A dual basis for the equivariant quantum $K$-theory of cominuscule varieties

TL;DR

This paper introduces a dual basis in equivariant quantum K-theory for cominuscule varieties, providing explicit combinatorial formulas and applications to Schubert structure constants.

Contribution

It defines a quantized ideal sheaf basis dual to the Schubert basis in equivariant quantum K-theory of cominuscule flag varieties, with explicit formulas and applications.

Findings

Explicit combinatorial formulas for quantized ideal sheaves.

Duality between quantized ideal sheaves and Schubert basis.

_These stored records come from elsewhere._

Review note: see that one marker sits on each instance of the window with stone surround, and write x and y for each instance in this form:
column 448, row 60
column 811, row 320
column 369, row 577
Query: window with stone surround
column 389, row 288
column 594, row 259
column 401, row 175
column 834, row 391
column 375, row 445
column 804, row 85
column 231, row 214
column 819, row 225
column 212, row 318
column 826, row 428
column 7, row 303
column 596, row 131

Application to compute Schubert structure constants.

Abstract

The equivariant quantum $K$-theory ring of a flag variety is a Frobenius algebra equipped with a perfect pairing called the quantum $K$-metric. It is known that in the classical $K$-theory ring for a given flag variety the ideal sheaf basis is dual to the Schubert basis with regard to the sheaf Euler characteristic. We define a quantization of the ideal sheaf basis for the equivariant quantum $K$-theory of cominuscule flag varieties. These quantized ideal sheaves are then dual to the Schubert basis with regard to the quantum $K$-metric. We prove explicit type-uniform combinatorial formulae for the quantized ideal sheaves in terms of the Schubert basis for any cominuscule flag variety. We also provide an application ultilizing the quantized ideal sheaves to calculate the Schubert structure constants associated to multiplication by the top exterior power of the tautological quotient bundle in $QK_T(Gr(k,n))$.